Em um dia de primavera de 415, como a história é contada, uma multidão enfurecida de fanáticos Cristãos em Alexandria, no Egito, incitada à ação pelo recém-empossado bispo Cirilo, assassinou brutalmente a bela e jovem filósofa e matemática pagã Hipácia. Inicialmente instruída por seu pai, um matemático e astrônomo talentoso, Hipácia passou a escrever seus próprios comentários eruditos sobre textos matemáticos e filosóficos. A sua popularidade e influência — e especialmente a sua defesa da ciência contra o Cristianismo — irritaram tanto o bispo que ele ordenou a sua morte. Versões dessa história têm sido um elemento central da polêmica anti-Cristã desde o início do Iluminismo, quando o livre-pensador Irlandês John Toland escreveu um panfleto exagerado, cujo título diz tudo: Hypatia; or, The History of a Most Beautiful, Most Virtuous, Most Learned and in Every Way Accomplished Lady; Who Was Torn to Pieces by the Clergy of Alexandria, to Gratify the Pride, Emulation, and Cruelty of the Archbishop, Commonly but Undeservedly Titled St. Cyril (1720). De acordo com Edward Gibbon, autor de A História do Declínio e Queda do Império Romano (1776–88), “Hípatia foi arrancada de sua carruagem, despida, arrastada para a igreja e desumanamente massacrada pelas mãos de Pedro, o leitor, e de uma tropa de fanáticos selvagens e impiedosos: sua carne foi arrancada de seus ossos com conchas de ostras afiadas, e seus membros trêmulos foram entregues às chamas.” Em alguns relatos, o assassinato de Hipátia marcou o “golpe mortal” na ciência e na filosofia antigas. O ilustre historiador da ciência antiga B. L. Van der Waerden afirma que “depois de Hipácia, a matemática alexandrina chegou ao fim”; em seu estudo da ciência antiga, Martin Bernal usa a morte de Hipátia para marcar “o início da Idade das Trevas Cristã” [1].
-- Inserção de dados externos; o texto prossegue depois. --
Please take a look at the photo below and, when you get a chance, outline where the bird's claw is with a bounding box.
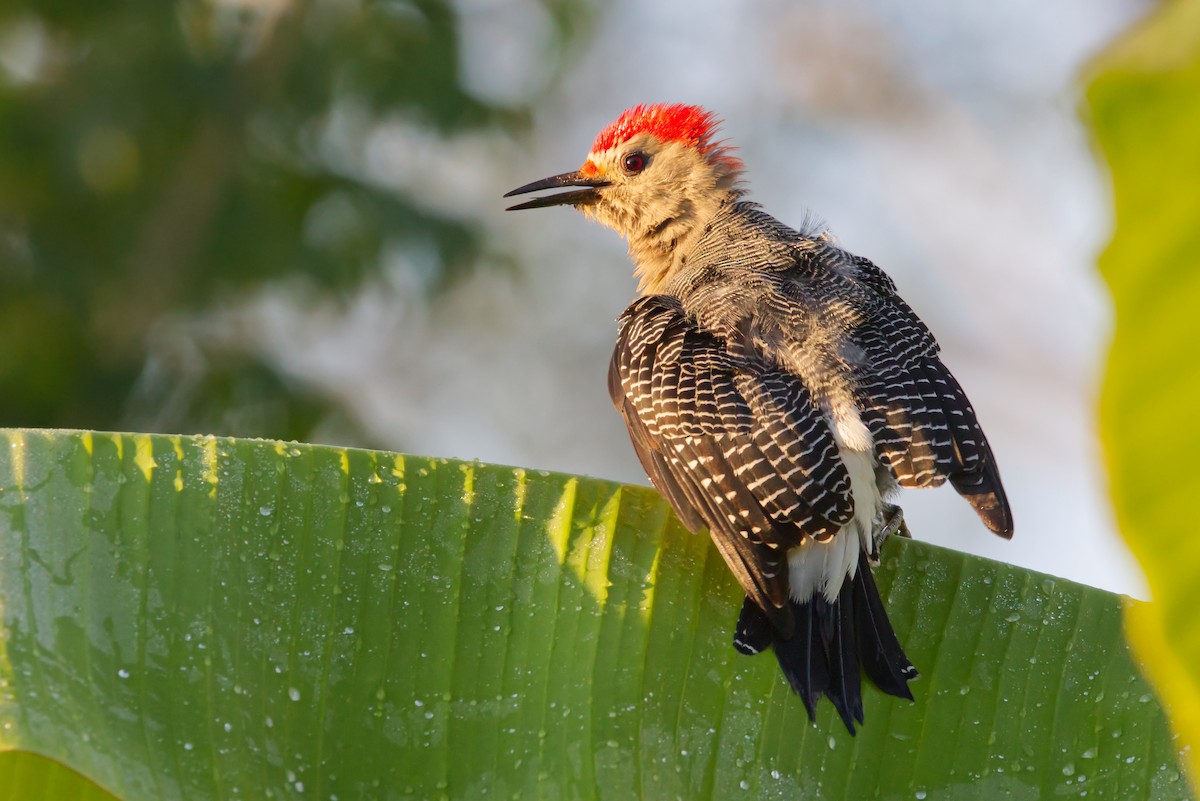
[874,503,909,551]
A história do assassinato de Hipátia é uma das mais emocionantes de toda a história da ciência e da religião. No entanto, a interpretação tradicional disso é pura mitologia. Como documenta a historiadora tcheca Maria Dzielska numa biografia recente, Hipátia viu-se envolvida numa luta política entre Cirilo, um religioso ambicioso e implacável, ansioso por alargar a sua autoridade, e Orestes, amigo de Hipátia, o prefeito imperial que representava o Império Romano. Apesar de Orestes ser Cristão, Cirilo usou contra ele sua amizade com a pagã Hipátia e acusou-a de praticar magia e bruxaria. Embora tenha sido morta em grande parte da maneira horrível descrita acima — como uma mulher madura de cerca de sessenta anos — a sua morte teve tudo a ver com a política local e praticamente nada a ver com a ciência. A cruzada de Cirilo contra os pagãos veio mais tarde. A ciência e a matemática alexandrinas prosperaram nas décadas seguintes [2].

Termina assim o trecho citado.